Misi yang penulis maksud disini ialah misi yang menjadikan Gereja berakar pada
budaya setempat dan membentuk paguyuban iman setempat berdasar kekayaan
kultural yang mereka miliki. Oleh karena itu, inkulturasi bukan hanya tugas
sekelompok orang atau lembaga Vatikan tertentu, melainkan tugas seluruh Gereja
(Umat Allah). Tujuan dari misi inkulturasi adalah supaya mereka mampu
menghayati imannya secara konkret dalam kehidupan mereka sehari-hari dan supaya
umat manusia dapat menggali nilai-nilai yang baik yang terkandung di dalam
budayanya. Dengan inkulturasi, umat manusia dapat menghayati imannya dengan
baik dan terlibat penuh dalam imannya tersebut serta menghidupinya secara lebih
jelas dalam cara hidup dan cara pandang budayanya.
Liturgi
adalah sumber dan puncak hidup serta perutusan umat Kristiani. Karena itu,
liturgi pun tidak bisa tidak membutuhkan suatu proses inkulturasi. Inkulturasi
dalam liturgi bukanlah hal yang mudah untuk dilaksanakan. Inkulturasi dalam
liturgi harus memiliki dua kriteria dasar, yakni kesesuaian dengan Injil dan
kesatuan dengan Gereja universal. Maka sangat diperlukan kemampuan untuk
mempertimbangkan apa yang berguna dan perlu dan apa yang tidak berguna dan bahkan
membahayakan iman. Perlu adanya kerja sama yang terbuka dengan Vatikan, sebab
liturgi suci merupakan ungkapan dan perayaan iman yang satu bagi semua, yang
menjadi kekayaan seluruh Gereja. Maka tidak dibenarkan untuk melaksankan
inkulturasi sepihak oleh Gereja setempat, tetapi harus mendapat persetujuan oleh
pihak berwenang yang telah ditunjuk oleh Vatikan.
Tantangan
Inkulturasi
Penulis percaya penuh akan otoritas
yang berwenang dalam proses inkulturasi, yakni Tahkta Suci, dalam hal ini Kongregasi
Ibadat dan Tata Tertib Sakramen. Ketaatan kepada Paus dan pihak-pihak yang
berwenang tidak dapat ditawar-tawar sebab memang demikianlah iman Gereja
mengatakannya. Namun penulis melihat ada satu kelemahan atau tantangan yang
mungkin akan dihadapi oleh Gereja ketika hendak menjalankan proses inkulturasi.

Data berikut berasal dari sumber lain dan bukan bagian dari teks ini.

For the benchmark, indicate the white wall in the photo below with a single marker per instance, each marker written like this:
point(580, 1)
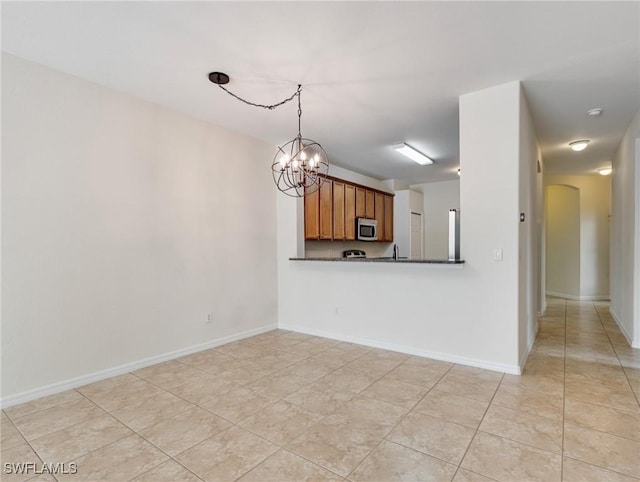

Kelemahan yang penulis lihat ini berasal dari sebuah refleksi pribadi setelah
membaca dan mendalami dokumen dan bukan sebagai bentuk ketidaktaatan terhadap
otoritas tertinggi Gereja. Tantangan itu ialah: terjadinya miscommunication antara
Gereja lokal yang menjalani inkulturasi dengan pihak Roma.
“Proses
inkulturasi harus mempertahankan kesatuan hakiki dengan ritus Romawi (no.36). Penyesuaian-penyesuaian
ritus Romawi, juga dalam bidang inkulturasi, tergantung sepenuhnya pada
wewenang Gereja (Takhta Suci) (no.37).
Dengan
pernyataan di atas, penulis melihat ada kesan bahwa proses inkulturasi sebagai
proses sepihak dan monolog, dengan dominasi suara dari Roma, dan bukan dialog.
Padahal dengan menyadari bahwa Injil dan tradisi Kristiani pun memiliki muatan
kultural, maka inkulturasi senantiasa berarti suatu dialog budaya. Maka muncul
pertanyaan, apakah Vatikan sungguh memberi kepercayaan dan kebebasan kepada Gereja
lokal untuk melaksanakan inkulturasi? Apabila tidak diberi “kebebasan”, apakah
Vatikan mau menilai budaya lokal dengan perspektif budaya dan tradisi Eropa
(yang sudah lama dikenalnya)? Hal ini sesungguhnya tidak diinginkan terjadi.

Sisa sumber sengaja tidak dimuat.